BPIH 2026 Turun Rp 2 Juta, BPKH Siap Gelontorkan Nilai Manfaat Dana Haji
Poin Penting
|
JAKARTA, investortrust.id - Badan Pengelola Keuangan Haji (BPKH) menyambut baik dan mengapresiasi penetapan biaya penyelenggaraan ibadah haji (BPIH) 1447H/2026M. Penetapan ini telah disepakati oleh Komisi VIII DPR dan pemerintah pada Rabu (29/10/2025). Total BPIH yang disepakati untuk tahun 1447 H/2026 M adalah sebesar Rp 87,4 juta atau turun Rp 2 juta dari BPIH tahun 2025.
Kepala Badan Pelaksana BPKH Fadlul Imansyah menyatakan keputusan ini merupakan kabar gembira bagi calon jemaah haji Indonesia. Ia menilai, penurunan biaya ini adalah hasil kerja keras dan efisiensi yang dilakukan oleh Kementerian Haji dan Umrah dan DPR dalam meninjau berbagai komponen biaya.

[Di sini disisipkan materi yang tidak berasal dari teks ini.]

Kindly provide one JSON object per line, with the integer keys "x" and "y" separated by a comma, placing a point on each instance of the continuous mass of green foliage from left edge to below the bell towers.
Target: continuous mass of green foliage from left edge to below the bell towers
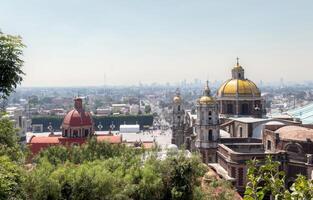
{"x": 96, "y": 170}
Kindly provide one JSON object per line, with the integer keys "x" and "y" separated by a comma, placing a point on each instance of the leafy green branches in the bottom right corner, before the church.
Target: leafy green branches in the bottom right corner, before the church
{"x": 266, "y": 180}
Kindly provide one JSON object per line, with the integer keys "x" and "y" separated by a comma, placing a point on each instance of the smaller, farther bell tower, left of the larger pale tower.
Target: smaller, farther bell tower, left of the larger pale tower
{"x": 178, "y": 120}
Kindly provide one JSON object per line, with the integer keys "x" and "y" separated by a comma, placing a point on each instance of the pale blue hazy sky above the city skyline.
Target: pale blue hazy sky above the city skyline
{"x": 78, "y": 43}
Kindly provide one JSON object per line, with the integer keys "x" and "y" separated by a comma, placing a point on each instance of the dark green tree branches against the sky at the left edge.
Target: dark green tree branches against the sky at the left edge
{"x": 11, "y": 51}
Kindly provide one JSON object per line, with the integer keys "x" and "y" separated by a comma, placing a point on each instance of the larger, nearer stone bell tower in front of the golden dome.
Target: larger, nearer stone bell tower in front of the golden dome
{"x": 207, "y": 126}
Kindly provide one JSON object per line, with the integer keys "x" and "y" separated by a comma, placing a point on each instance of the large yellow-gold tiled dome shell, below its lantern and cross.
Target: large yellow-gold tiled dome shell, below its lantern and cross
{"x": 242, "y": 87}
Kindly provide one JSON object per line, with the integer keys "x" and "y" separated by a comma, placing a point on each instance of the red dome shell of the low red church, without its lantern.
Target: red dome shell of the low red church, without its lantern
{"x": 76, "y": 118}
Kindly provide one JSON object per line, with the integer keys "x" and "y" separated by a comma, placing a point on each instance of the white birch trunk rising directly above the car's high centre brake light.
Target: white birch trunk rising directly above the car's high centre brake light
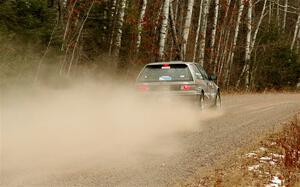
{"x": 163, "y": 29}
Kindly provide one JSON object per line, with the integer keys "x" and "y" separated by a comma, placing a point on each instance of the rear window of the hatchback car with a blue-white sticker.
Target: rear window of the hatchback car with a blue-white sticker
{"x": 165, "y": 72}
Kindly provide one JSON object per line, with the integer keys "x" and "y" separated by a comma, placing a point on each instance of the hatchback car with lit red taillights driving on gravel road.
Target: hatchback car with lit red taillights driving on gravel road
{"x": 184, "y": 79}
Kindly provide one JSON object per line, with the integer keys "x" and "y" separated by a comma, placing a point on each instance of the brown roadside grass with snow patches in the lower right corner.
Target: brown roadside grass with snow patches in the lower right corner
{"x": 274, "y": 161}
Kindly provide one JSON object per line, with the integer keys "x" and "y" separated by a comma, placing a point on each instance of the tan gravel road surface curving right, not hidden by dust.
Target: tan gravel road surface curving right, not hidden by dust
{"x": 243, "y": 119}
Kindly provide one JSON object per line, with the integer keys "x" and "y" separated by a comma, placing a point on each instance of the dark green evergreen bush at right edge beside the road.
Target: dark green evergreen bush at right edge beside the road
{"x": 275, "y": 65}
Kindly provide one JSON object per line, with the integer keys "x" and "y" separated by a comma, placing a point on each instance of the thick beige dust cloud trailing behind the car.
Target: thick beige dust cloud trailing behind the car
{"x": 46, "y": 131}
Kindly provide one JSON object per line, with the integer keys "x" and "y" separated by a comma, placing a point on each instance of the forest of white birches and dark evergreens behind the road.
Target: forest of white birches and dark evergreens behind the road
{"x": 248, "y": 44}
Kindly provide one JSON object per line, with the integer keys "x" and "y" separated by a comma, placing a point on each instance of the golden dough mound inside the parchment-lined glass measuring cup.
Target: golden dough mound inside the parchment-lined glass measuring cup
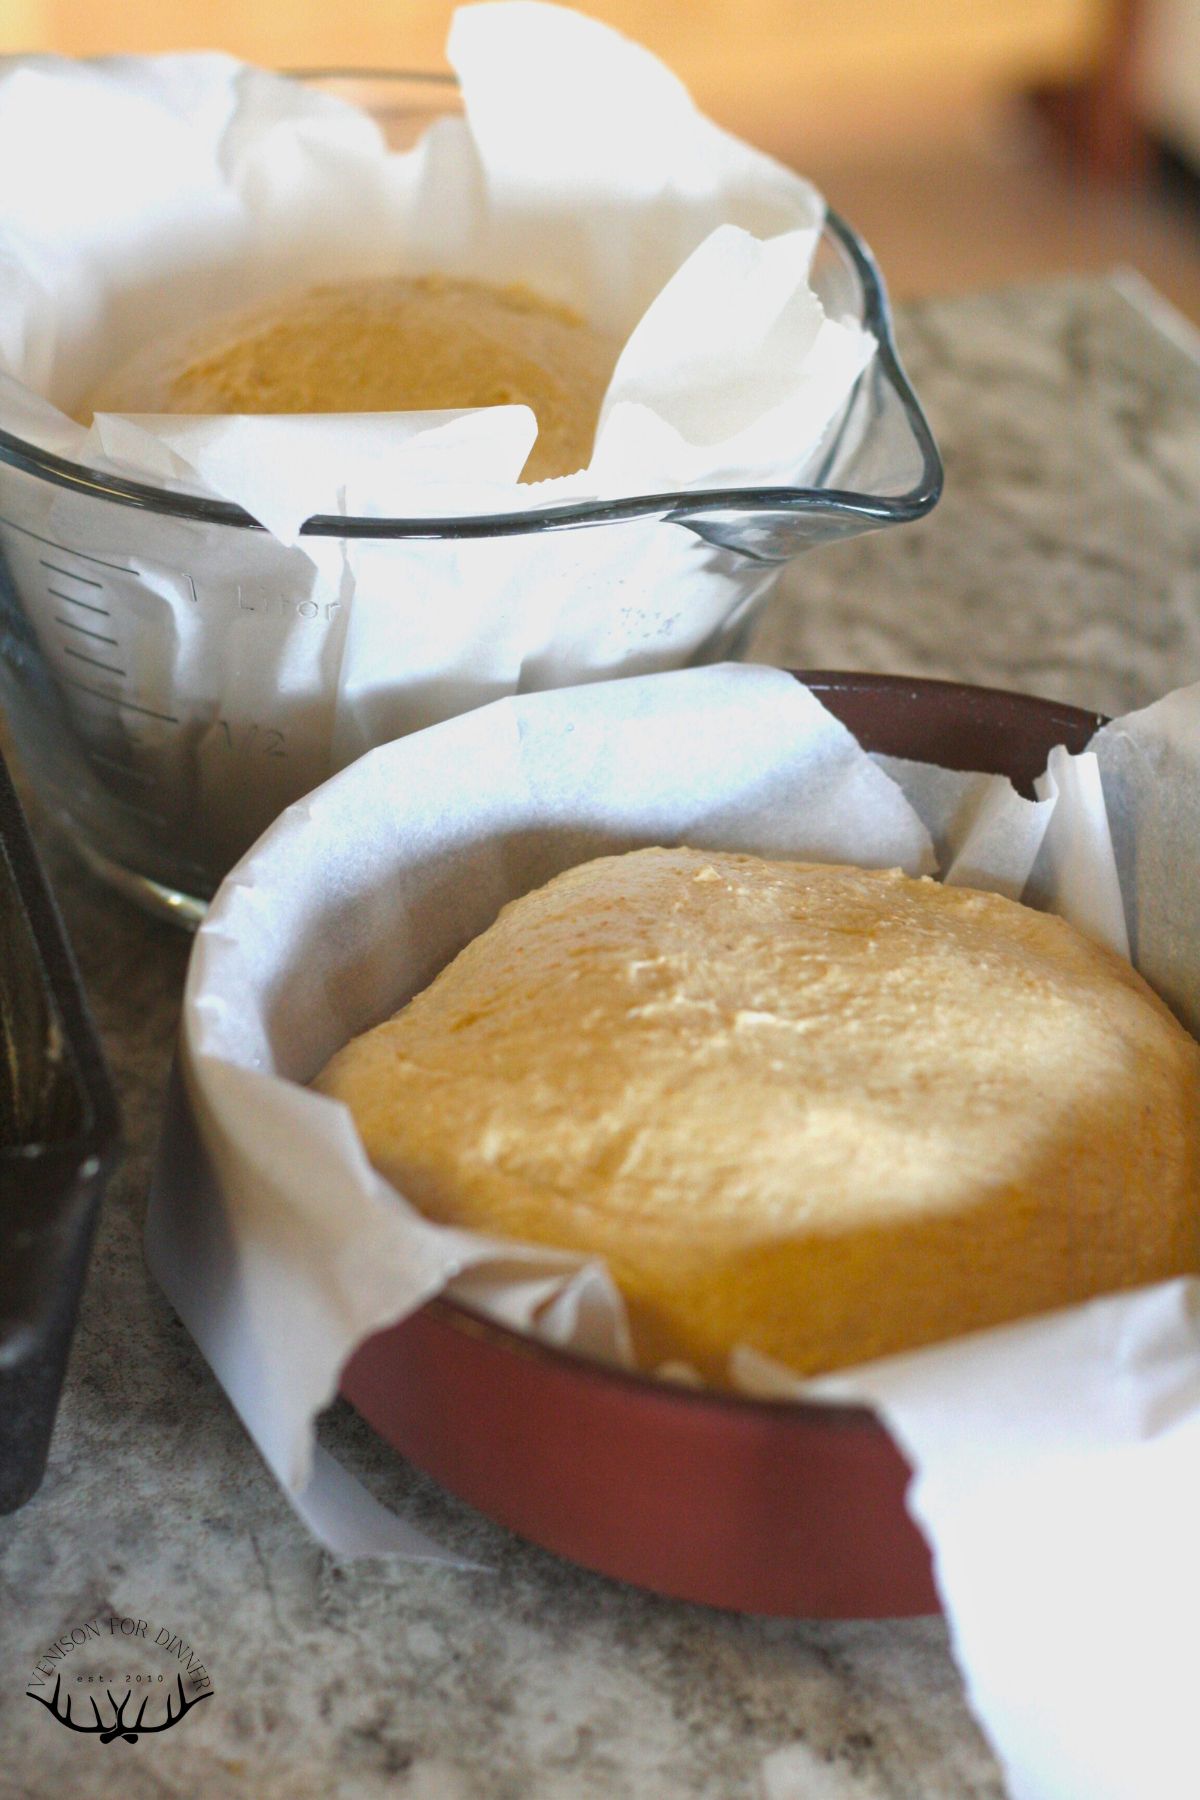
{"x": 393, "y": 345}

“BPKH menilai bahwa besaran BPIH yang telah disepakati ini mencerminkan keseimbangan antara kemampuan jemaah dengan pengelolaan nilai manfaat dana haji yang optimal," ujar Fadlul dalam keterangan tertulisnya, Kamis (30/10/2025).
Baca Juga
Sesuai dengan mandatnya dalam mengelola keuangan haji, BPKH menegaskan kesiapannya untuk menyalurkan porsi Nilai Manfaat (subsidi) untuk melengkapi biaya yang dibayarkan langsung oleh jemaah (Bipih).
Berdasarkan kesepakatan tersebut, komposisi BPIH 2026 adalah biaya perjalanan ibadah haji (Bipih) yang dibayar langsung oleh jemaah haji rata-rata per jemaah adalah sebesar Rp 54.193.806,58 (62%). Sedangkan, biaya yang bersumber dari nilai manfaat pengelolaan keuangan haji rata-rata per jemaah sebesar Rp 33.215.558,87 (38%).
"BPKH berkomitmen penuh untuk mendukung keputusan ini. Kami siap menyalurkan nilai manfaat dari hasil investasi dana haji yang kami kelola untuk menopang total biaya haji, sesuai dengan porsi yang telah disepakati bersama. Kami pastikan ketersediaan dana untuk nilai manfaat tersebut aman dan siap digunakan," tegas Fadlul.
Sementara terkait alur administrasi, anggota Badan Pelaksana BPKH Amri Yusuf menjelaskan BPKH siap mengeksekusi penyaluran dana tersebut setelah proses penetapan selesai. Ia mengatakan, besaran BPIH 2026 yang sudah disepakati ini selanjutnya akan diajukan secara resmi oleh Kementerian Haji dan Umrah kepada BPKH.
“Sesuai ketentuan, transfer pengeluaran keuangan haji dalam rangka pembayaran BPIH tahun 1447H/2026M akan dilakukan oleh BPKH ke rekening satuan kerja (satker) penyelenggara ibadah haji yang ditetapkan oleh Kementerian Haji dan Umrah RI sesuai ketentuan perundang-undangan," paparnya.
Baca Juga
Daftar Lengkap Kuota Haji 2026 Sebesar 221.000 Jemaah, Jawa Timur Terbanyak
BPKH memandang efisiensi dan rasionalisasi biaya sangat krusial untuk menjaga dua prinsip utama dalam keuangan haji, yakni keadilan dan keberlanjutan. Fadlul juga menyebut, penurunan biaya ini tidak hanya meringankan beban jemaah yang berangkat tahun 2026, tetapi juga sangat penting untuk menjaga keberlanjutan keuangan haji.
“Dengan efisiensi, penggunaan Nilai Manfaat dapat lebih terukur, sehingga hak-hak jemaah haji yang masih dalam antrean (waiting list) dapat tetap terjamin di masa depan," kata Fadlul.